BIOL4200
Review for Midterm: Introduction to Bioinformatics
The midterm is a TAKE HOME exam, available on CANVAS from Friday, Nov 12
at 5:00 pm until Sunday, Nov 14 at 11:59 pm. The test is TIMED, and you have
exactly 2 hours, including the time necessary to create a SINGLE PDF file
of your answers, and upload it to the Canvas web site in the QUIZZES section.
For anyone who has kept up in class and understood the material we've covered,
the midterm should not take more than 60-90 minutes, which is ample
time for you to do the test, create a single
pdf file and upload it. PLEASE practice making a single pdf file BEFORE you start
the test, since the CANVAS site will not allow you to upload anything after
2 hours have passed since you have begun the test.

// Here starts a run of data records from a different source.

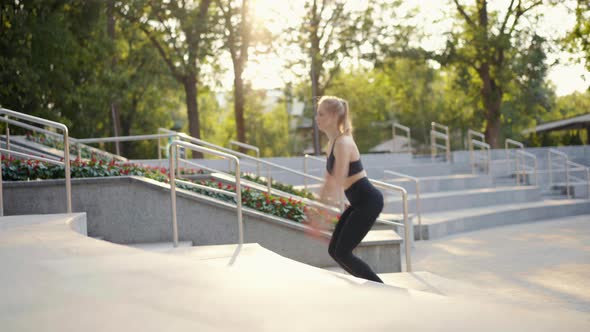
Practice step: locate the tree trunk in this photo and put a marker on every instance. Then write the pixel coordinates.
(315, 73)
(491, 94)
(116, 116)
(239, 107)
(192, 107)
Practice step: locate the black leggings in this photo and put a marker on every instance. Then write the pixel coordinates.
(366, 203)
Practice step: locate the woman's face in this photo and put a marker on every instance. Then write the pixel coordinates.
(325, 119)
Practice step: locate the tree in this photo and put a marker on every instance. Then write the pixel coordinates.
(329, 33)
(486, 45)
(578, 40)
(181, 31)
(240, 34)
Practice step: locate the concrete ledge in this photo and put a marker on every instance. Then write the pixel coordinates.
(465, 199)
(444, 183)
(442, 224)
(59, 280)
(129, 210)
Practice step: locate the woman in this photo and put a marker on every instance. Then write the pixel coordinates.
(344, 171)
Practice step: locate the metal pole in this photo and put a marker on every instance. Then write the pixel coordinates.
(393, 137)
(409, 142)
(305, 171)
(67, 169)
(239, 201)
(517, 163)
(159, 148)
(172, 178)
(258, 162)
(1, 198)
(448, 146)
(471, 153)
(432, 147)
(536, 174)
(8, 139)
(418, 208)
(489, 161)
(567, 178)
(550, 171)
(407, 226)
(268, 179)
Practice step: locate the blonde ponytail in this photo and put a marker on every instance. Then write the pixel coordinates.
(339, 106)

During the midterm exam, you may use class notes from our web site, your own notes,
a calculator, Excel and Mathematica; however,
you may NOT use Internet or discuss the test with any person. Here, I am
solemnly asking each of you to abide by these directions completely. Remember,
if you cheat in this instance, then you will cheat and take short cuts as a
physician, business person or in whatever profession you choose. Certainly
none of you would want to be treated in an emergency room for a life threatening
health problem by a physician who cheats and takes short cuts. There is
ZERO tolerance for cheating, and I have confidence that you all will abide by
the ethical code of Boston College.
The test will reflect coverage of material
in the course, so please review the course slides, homeworks and quizzes.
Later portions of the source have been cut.